Un estudio publicado por la American Psychological Association sostiene que gran parte de nuestros conflictos adultos no nacen en el presente, sino en patrones relacionales aprendidos en la infancia y repetidos, muchas veces, sin conciencia.
Y ahora la pregunta incómoda: ¿Cuántas veces has pensado “otra vez me pasa lo mismo” ... sin darte cuenta de que igual el problema no era “lo mismo”, sino tu manera de llegar a ello?Cambias de pareja, pero no de pelea., cambias de jefe, pero no de tensión, cambias de empresa, pero no de nudo en el estómago.
Y entonces haciendo zapping, te encuentras con la serie Machos Alfa y te hace algo maravilloso: …reírte de lo que, en realidad, te pasa. Porque seamos honestos: todos conocemos a un Pedro, un Luis, un Raúl o un Santi. O peor: todos hemos sido uno de ellos. Y quien diga que no conoce a ninguno, probablemente es el Santi de su cuadrilla. Porque esos personajes existen en Netflix… y también en Tudela y su Ribera, en el grupo de pádel, en la oficina, en el bar de debajo de casa o sentado en una terraza de la Plaza Nueva explicando por quinta vez que él “está fenomenal solo”.
Pedro (Fernando Gil) quiere ser un hombre moderno, pero le sale el controlador clásico: intenta gestionar la pareja desde la lógica… y acaba durmiendo en el sofá. Porque todos hemos intentado arreglar una discusión como quien monta un mueble de Ikea: siguiendo el manual y empeorándolo todo.
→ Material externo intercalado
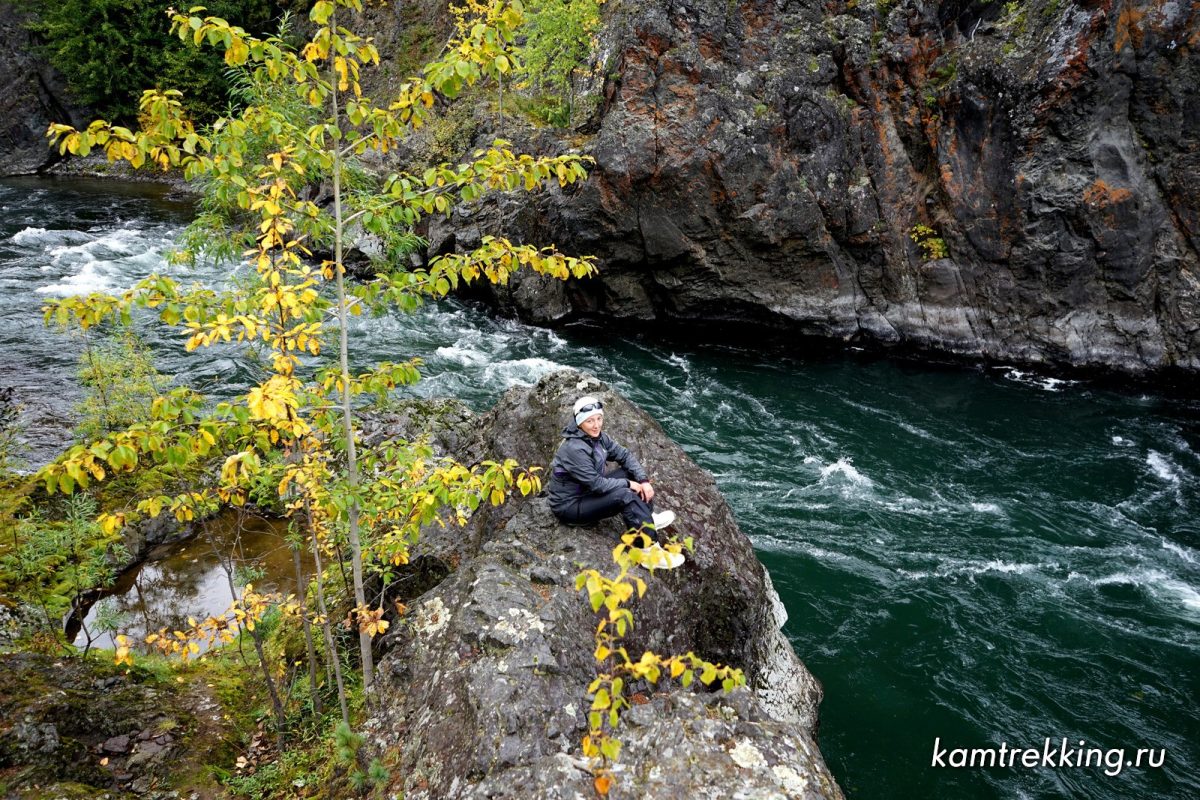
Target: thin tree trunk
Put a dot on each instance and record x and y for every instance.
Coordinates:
(271, 690)
(352, 464)
(323, 611)
(303, 595)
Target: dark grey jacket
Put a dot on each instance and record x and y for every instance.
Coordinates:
(579, 467)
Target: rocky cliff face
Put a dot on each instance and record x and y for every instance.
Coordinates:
(768, 161)
(484, 689)
(31, 96)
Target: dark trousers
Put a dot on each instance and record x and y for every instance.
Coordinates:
(587, 509)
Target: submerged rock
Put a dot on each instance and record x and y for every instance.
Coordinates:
(484, 689)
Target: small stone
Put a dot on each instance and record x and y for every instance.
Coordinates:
(117, 745)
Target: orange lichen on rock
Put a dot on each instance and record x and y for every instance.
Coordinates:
(1128, 29)
(1101, 194)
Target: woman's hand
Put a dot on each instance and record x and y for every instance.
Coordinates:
(643, 491)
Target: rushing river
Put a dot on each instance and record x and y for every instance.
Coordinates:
(982, 557)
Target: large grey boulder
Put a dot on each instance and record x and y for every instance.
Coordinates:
(31, 96)
(484, 687)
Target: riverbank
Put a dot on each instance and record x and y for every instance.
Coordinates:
(951, 545)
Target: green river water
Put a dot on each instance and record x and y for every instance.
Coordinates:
(972, 555)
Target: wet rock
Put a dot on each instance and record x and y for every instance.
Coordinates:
(486, 679)
(36, 738)
(33, 96)
(60, 737)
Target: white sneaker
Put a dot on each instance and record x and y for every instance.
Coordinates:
(655, 558)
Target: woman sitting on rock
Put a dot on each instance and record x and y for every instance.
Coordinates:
(582, 492)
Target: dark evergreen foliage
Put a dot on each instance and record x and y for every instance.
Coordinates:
(111, 50)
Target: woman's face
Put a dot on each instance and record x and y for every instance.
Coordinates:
(592, 425)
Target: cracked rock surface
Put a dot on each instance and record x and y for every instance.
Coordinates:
(484, 686)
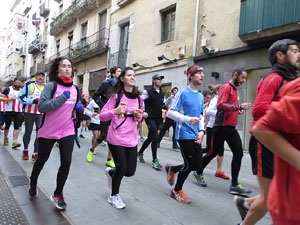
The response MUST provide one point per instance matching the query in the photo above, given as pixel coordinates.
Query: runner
(168, 122)
(13, 112)
(29, 97)
(93, 110)
(124, 109)
(101, 97)
(225, 130)
(285, 59)
(58, 101)
(211, 112)
(278, 130)
(153, 98)
(187, 110)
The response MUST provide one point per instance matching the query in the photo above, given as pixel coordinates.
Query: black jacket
(153, 105)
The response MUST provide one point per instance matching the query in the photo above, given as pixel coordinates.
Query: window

Luis (Fele Martínez), entre divorcios, custodias e hipotecas, representa a ese adulto que descubre tarde que crecer consistía básicamente en pagar cosas que no entiendes mientras gestionas emociones que tampoco entiendes.
Raúl (Raúl Tejón), perdido en su “deconstrucción”, es el hombre que ha leído muchísimo sobre sí mismo… para seguir tropezando igual. Porque todos sabemos poner límites hasta que alguien nos gusta demasiado. Y todos hemos dado discursos brillantes sobre amor antes de revisar una última conexión de madrugada.
Y Santi (Gorka Otxoa) hace lo que hacemos casi todos cuando algo duele: disfrazarlo de libertad. “Estoy fenomenal solo”, dice. Y ahí está luego, a las tres de la mañana, abriendo Instagram, WhatsApp y la nevera como si en alguno de esos tres sitios fuera a encontrar paz.
Y ahí está el genio de Machos Alfa..El mensaje de la serie es brillante: creemos que estamos viviendo cosas nuevas, pero muchas veces solo estamos repitiendo conflictos antiguos con gente nueva y, sinceramente, ¿quién no ha hecho algo parecido? Porque la vida real funciona igual.
Uno cree que discute con su jefe, pero a veces discute con la autoridad que conoció de niño. Uno cree que exige mucho a su pareja, pero a veces le exige lo que nunca recibió. Uno cree que cambia de vida. Pero solo cambia de decorado.
Como decía Carl Jung: “Hasta que lo inconsciente no se haga consciente, dirigirá tu vida y lo llamarás destino.” Y ahí está el golpe.: Quizá no repites relaciones. Repites posiciones. Quizá no te falla el amor. Te falla el lugar desde donde amas. Quizá no tienes mala suerte en el trabajo. “Porque a veces creemos que nos hemos ido muy lejos de casa… hasta que discutimos igual en una terraza de Tudela que en cualquier otra ciudad.”
Quizá, querido lector, el verdadero problema no es tener pasado. Es seguir obedeciéndolo. Y por eso nos engancha tanto Machos Alfa. Porque entre chistes, cenas absurdas y conversaciones donde nadie dice lo que realmente siente, nos recuerda algo brutal: todos creemos que elegimos… hasta que descubrimos que repetimos.
Y quizá la pregunta importante no es con quién estás discutiendo hoy. La pregunta es: ¿A quién le estás discutiendo realmente? Porque hasta que no entiendas qué patrón sostienes, la vida seguirá trayéndote personas distintas para representar el mismo conflicto. Y eso, sí que da más miedo que cualquier sexta temporada.